The Kitchen Is Quiet

 

The kitchen is quiet.  The garden is wild.

The house is straightened, piano is dusty, four baskets of laundry wait around lightly folded.

The kids in their swimsuits kick soccer balls over the lawn

past dusk, the goal stretches into the neighbor’s backyard.

Cheeks and noses glow pink on their pillows.

Brown shoulders and backs — their bodies tattooed by the sun are lean.  They sleep in their beds, so solid must their dreams be, while the cool night air, like a mother’s soft hand,

brushes back their curls (tousled and French Toast – golden) from their smooth foreheads.

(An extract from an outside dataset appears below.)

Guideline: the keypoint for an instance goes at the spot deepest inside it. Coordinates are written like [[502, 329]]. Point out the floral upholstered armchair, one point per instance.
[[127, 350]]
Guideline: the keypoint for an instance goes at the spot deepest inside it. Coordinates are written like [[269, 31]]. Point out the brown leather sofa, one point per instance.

The kitchen is quiet, except for clinking spoons in empty cereal bowls, scrunching of cheese stick wrappers, tin foil yogurt lids being ripped off,

peach pits, egg shells hitting the trash can sometimes smacking the tile floor beneath, empty bags of cashews, baby carrots — wadded up like mini basketballs and tossed — all net, but sometimes backboard too, empty jars of peanut butter left for me to wash.

The garden is wild with salad greens, basil, nasturtium leaves (no flowers, but hope is alive), chives, tender green, fuzzy tomatoes grabbed and fondled by four lush, strong, adolescent, hopped-up cucumber plants.